The benchmarking survey, which garnered 200 responses from compliance, legal, internal audit, and other professionals around the world, reveals that despite a perceived need for improved efficiencies and outcomes, many organizations are not utilizing data analytics or artificial intelligence capabilities for the investigating of large volumes of electronically stored information.

“Data analytics, automation, and machine learning are necessary tools in supporting investigations,” said Lou Blatt, Senior Vice President and Chief Marketing Officer at OpenText. “Vast increases in information, changing data privacy and compliance requirements, and growing cybersecurity risks are all contributing to the need for a faster approach to managing and conducting investigations that results in better outcomes.”

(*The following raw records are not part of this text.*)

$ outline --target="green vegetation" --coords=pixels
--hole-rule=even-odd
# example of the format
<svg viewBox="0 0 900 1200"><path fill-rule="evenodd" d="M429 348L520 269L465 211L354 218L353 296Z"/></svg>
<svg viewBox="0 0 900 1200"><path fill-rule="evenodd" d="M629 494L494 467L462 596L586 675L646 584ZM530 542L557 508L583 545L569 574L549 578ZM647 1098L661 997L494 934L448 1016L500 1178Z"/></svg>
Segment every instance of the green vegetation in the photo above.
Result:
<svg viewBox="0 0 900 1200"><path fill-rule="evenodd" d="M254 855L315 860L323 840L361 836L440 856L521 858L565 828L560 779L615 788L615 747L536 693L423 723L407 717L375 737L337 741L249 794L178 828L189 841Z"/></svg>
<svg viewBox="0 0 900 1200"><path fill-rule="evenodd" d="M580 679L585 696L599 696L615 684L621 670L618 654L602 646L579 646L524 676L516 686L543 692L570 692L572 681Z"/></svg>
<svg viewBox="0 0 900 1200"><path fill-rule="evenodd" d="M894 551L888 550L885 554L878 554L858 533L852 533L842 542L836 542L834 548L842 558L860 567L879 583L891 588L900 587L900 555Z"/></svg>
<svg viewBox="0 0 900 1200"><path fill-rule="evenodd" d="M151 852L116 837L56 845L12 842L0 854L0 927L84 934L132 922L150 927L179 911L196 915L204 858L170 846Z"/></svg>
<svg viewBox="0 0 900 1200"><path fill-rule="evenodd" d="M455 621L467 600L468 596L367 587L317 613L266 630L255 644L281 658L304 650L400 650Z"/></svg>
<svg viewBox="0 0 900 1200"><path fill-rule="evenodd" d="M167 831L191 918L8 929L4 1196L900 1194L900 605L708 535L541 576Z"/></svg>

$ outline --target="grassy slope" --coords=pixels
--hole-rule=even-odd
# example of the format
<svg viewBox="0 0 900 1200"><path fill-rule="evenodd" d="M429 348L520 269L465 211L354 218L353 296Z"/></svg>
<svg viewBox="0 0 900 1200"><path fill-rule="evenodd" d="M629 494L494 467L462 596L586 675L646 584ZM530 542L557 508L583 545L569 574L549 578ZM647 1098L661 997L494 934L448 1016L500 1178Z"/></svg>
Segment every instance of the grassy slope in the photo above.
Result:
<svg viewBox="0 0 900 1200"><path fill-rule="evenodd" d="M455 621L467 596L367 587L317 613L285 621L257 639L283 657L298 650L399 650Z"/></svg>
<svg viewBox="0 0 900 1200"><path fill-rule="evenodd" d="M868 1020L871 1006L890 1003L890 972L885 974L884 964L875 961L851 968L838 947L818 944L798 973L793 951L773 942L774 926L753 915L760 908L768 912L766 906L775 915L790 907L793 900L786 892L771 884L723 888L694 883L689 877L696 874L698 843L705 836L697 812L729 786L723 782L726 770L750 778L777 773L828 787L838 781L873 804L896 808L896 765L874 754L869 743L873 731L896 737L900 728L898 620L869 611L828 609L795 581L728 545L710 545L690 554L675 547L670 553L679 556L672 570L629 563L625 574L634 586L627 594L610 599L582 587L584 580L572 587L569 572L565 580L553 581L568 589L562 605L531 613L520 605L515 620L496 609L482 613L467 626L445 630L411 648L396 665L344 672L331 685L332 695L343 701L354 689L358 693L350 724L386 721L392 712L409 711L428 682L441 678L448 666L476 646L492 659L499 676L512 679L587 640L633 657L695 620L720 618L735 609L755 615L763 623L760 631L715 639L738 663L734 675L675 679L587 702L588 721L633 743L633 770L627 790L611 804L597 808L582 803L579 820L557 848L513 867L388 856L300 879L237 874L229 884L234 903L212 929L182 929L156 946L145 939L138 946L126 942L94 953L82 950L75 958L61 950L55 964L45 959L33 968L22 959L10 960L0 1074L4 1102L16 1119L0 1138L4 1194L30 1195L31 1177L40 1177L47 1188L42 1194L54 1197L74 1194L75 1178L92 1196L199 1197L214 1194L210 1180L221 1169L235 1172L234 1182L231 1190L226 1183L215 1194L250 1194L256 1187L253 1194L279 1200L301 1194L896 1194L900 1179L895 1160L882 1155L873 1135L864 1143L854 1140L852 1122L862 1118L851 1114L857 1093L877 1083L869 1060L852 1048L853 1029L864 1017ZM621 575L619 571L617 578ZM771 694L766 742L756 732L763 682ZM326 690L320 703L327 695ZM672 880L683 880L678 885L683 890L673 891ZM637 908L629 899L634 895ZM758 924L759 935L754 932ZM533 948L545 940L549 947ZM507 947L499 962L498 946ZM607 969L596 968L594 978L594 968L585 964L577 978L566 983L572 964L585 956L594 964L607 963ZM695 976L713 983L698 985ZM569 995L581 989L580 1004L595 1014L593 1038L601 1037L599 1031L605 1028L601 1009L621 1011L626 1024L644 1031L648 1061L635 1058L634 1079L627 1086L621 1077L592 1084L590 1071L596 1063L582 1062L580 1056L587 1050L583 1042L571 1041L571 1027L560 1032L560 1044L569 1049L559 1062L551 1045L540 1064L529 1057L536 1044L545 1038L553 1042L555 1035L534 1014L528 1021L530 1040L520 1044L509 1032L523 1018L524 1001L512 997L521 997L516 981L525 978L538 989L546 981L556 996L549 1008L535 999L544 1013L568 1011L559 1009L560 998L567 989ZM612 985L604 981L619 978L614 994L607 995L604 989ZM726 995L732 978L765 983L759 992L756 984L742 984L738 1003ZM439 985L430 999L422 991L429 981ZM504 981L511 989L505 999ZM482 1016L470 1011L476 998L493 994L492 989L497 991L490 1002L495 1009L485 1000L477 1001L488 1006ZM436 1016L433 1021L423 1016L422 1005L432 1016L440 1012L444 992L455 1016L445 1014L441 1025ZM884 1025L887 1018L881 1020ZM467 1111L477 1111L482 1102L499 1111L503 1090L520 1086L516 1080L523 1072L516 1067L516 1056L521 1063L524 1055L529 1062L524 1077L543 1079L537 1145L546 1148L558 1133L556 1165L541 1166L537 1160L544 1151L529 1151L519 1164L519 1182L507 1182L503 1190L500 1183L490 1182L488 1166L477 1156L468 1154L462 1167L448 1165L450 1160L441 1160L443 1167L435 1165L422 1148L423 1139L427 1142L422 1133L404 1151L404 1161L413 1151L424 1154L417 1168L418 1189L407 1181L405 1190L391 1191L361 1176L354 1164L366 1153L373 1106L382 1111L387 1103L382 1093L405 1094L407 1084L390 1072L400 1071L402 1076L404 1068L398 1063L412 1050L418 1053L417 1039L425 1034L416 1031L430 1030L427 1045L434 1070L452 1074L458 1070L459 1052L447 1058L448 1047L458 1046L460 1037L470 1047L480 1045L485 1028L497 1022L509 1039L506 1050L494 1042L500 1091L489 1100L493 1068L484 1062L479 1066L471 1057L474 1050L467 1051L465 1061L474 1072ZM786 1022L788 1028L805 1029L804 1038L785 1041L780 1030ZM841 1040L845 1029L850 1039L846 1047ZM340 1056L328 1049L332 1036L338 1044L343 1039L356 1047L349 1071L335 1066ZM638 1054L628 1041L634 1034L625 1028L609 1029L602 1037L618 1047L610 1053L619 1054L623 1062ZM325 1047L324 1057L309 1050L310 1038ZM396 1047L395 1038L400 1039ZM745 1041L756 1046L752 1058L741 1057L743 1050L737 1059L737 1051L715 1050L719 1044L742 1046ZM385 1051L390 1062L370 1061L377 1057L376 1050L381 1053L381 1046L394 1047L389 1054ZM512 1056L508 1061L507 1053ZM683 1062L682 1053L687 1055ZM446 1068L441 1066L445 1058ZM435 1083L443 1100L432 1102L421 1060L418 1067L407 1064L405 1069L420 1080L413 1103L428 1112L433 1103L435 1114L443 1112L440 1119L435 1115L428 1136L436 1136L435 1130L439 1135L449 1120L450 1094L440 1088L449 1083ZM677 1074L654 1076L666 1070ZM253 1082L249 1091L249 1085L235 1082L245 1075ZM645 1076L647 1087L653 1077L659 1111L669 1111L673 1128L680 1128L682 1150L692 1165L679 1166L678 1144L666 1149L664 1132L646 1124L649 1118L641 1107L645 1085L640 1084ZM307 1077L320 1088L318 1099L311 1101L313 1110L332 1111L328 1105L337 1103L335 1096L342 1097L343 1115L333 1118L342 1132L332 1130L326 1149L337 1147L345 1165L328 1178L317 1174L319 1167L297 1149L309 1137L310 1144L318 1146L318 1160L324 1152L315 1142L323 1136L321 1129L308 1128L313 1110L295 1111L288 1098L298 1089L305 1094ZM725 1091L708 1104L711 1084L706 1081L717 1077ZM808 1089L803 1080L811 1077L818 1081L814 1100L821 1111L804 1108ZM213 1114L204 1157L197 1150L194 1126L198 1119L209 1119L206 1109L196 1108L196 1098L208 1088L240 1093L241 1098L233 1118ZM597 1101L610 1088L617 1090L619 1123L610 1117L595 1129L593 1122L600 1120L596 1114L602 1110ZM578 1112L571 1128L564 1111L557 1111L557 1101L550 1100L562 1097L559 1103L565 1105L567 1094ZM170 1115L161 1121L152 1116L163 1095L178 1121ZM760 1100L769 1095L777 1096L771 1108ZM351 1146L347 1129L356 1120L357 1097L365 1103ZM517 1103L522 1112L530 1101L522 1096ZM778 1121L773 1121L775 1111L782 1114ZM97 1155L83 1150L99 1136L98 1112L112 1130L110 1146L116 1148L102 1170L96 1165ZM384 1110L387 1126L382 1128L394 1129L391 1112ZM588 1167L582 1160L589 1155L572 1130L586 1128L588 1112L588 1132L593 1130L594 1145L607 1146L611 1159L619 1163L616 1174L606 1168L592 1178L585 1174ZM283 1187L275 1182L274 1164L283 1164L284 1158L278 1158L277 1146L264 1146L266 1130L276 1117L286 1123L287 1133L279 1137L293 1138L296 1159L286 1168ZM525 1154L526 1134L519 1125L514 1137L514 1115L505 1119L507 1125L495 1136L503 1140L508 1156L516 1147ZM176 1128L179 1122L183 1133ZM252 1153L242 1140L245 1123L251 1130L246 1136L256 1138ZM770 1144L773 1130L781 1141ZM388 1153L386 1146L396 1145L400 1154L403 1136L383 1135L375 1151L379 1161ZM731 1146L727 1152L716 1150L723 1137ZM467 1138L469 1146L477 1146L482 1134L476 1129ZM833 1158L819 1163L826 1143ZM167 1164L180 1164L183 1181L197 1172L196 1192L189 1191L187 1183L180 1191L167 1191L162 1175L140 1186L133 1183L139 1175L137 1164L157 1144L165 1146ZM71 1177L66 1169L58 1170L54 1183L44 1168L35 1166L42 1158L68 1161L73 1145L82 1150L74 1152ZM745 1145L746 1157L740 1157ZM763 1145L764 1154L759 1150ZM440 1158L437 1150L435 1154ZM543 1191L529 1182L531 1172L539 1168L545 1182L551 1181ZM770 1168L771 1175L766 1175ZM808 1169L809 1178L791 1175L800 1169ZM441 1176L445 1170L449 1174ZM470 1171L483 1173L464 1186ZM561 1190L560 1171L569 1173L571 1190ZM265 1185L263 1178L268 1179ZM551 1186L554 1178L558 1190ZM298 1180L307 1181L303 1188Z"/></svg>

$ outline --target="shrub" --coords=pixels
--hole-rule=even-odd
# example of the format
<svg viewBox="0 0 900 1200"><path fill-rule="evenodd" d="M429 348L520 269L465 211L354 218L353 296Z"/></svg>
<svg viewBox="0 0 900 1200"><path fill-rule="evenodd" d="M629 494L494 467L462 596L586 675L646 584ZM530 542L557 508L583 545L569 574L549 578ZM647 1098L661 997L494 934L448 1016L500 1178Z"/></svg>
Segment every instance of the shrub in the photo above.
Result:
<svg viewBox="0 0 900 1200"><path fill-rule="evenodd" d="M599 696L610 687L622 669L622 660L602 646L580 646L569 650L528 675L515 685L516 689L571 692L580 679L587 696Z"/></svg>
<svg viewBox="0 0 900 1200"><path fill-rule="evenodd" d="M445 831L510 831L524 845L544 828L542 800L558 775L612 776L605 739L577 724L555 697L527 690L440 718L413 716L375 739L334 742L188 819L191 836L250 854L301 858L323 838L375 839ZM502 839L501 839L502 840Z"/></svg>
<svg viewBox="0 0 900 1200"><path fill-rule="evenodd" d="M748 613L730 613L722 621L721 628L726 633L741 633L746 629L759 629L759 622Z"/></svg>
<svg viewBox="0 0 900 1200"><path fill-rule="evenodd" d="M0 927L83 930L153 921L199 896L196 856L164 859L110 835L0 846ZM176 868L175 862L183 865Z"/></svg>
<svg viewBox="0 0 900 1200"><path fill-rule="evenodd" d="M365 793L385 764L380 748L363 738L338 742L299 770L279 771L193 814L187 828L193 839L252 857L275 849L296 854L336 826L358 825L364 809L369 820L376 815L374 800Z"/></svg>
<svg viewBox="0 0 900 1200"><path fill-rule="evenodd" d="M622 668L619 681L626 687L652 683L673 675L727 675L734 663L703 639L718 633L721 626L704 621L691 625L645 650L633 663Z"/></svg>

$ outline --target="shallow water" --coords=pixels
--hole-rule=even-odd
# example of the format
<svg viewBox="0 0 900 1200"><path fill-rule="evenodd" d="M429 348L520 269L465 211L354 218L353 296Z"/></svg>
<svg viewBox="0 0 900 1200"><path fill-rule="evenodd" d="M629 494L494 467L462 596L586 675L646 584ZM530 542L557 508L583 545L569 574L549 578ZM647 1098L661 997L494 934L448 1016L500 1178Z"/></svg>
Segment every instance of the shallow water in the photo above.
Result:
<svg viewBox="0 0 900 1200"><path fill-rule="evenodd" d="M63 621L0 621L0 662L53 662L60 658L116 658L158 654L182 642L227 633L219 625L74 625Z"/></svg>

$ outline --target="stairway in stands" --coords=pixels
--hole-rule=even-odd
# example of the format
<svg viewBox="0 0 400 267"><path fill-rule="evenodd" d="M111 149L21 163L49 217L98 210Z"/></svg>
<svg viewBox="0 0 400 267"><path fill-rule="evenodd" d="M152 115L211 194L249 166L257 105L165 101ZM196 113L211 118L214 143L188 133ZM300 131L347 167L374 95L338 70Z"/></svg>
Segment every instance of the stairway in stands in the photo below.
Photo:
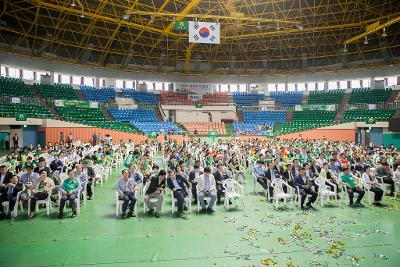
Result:
<svg viewBox="0 0 400 267"><path fill-rule="evenodd" d="M308 94L303 94L303 98L301 100L302 105L307 105L308 104Z"/></svg>
<svg viewBox="0 0 400 267"><path fill-rule="evenodd" d="M293 111L288 110L288 111L286 112L286 119L285 119L285 121L286 121L286 122L291 122L292 119L293 119Z"/></svg>
<svg viewBox="0 0 400 267"><path fill-rule="evenodd" d="M393 90L392 94L386 100L385 104L393 104L396 101L397 97L399 96L400 96L400 90Z"/></svg>
<svg viewBox="0 0 400 267"><path fill-rule="evenodd" d="M107 120L114 120L113 116L111 116L110 112L108 112L106 105L101 105L101 112L103 113L104 117L107 118Z"/></svg>
<svg viewBox="0 0 400 267"><path fill-rule="evenodd" d="M225 125L226 134L228 136L232 136L234 133L232 123L224 123L224 125Z"/></svg>
<svg viewBox="0 0 400 267"><path fill-rule="evenodd" d="M42 94L39 92L39 90L36 88L35 85L26 85L29 89L32 90L32 92L36 95L37 99L39 102L46 107L48 111L54 116L56 120L62 120L61 116L58 115L57 111L53 107L53 103L51 100L44 99Z"/></svg>
<svg viewBox="0 0 400 267"><path fill-rule="evenodd" d="M347 104L349 103L350 95L351 93L344 94L342 103L339 105L339 109L336 113L335 123L340 123L342 121Z"/></svg>
<svg viewBox="0 0 400 267"><path fill-rule="evenodd" d="M81 90L75 90L76 95L78 96L79 101L86 101L85 96L83 95Z"/></svg>
<svg viewBox="0 0 400 267"><path fill-rule="evenodd" d="M238 117L238 122L243 122L243 111L241 109L237 109L236 114Z"/></svg>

Key findings from the survey include:

  • Increasing number of investigations: Respondents indicated that over the past year, they have faced an increasing volume of employee conduct (32%), regulatory and enforcement (20%), cybersecurity (18%), and data privacy (14%) investigations.
  • Time and resource constraints: Respondents identified the main barriers to managing and conducting investigations as time constraints (42%), collecting data from remote and off-network locations (39%), and difficultly in collecting data from new sources of electronically stored information (39%).
  • A variety of investigations: Investigations resulting from employee conduct represent a little over a third (37%) of electronically stored information for collection and review, followed closely by cybersecurity (35%), regulatory investigations and enforcement (34%) and financial reporting (31%).
  • Budgets are expected to remain flat: Just over half of respondents (51%) are expecting the overall number of investigations within their business to increase in the next 1 to 2 years, despite the fact that nearly half (46%) said that budgets would remain the same.
  • Manual approach remains: Despite the complexities associated with investigative reviews, an overwhelming 76 percent indicated their approach is manual, while just over half (56%) conduct keyword search and linear batching review, followed by fewer than a third (30%) using technology-assisted review or advanced analytics.
  • Strike teams provide value: To address the challenges of managing investigations internally, legal and compliance managers are incorporating teams of individuals to support investigations, with the top area of spend cited by respondents as support from professional services/consulting and legal service providers (62%).
Technology-driven analytics and machine learning, combined with the use of a strike team and cross-collaboration among a variety of business functions – including human resources, compliance, legal, audit, risk, security and information technology – allows organizations to manage the volume of electronically stored information, while capitalizing on the value each business function brings to the investigation.

“As organizations' investigation needs continue to grow, along with growing document volumes, it is increasingly important to get to accurate facts quickly and efficiently. Doing so allows organizations to understand the merits of a particular matter more easily and make strategic decisions more quickly,” said Anna Mercado Clark, Partner at Phillips Lytle.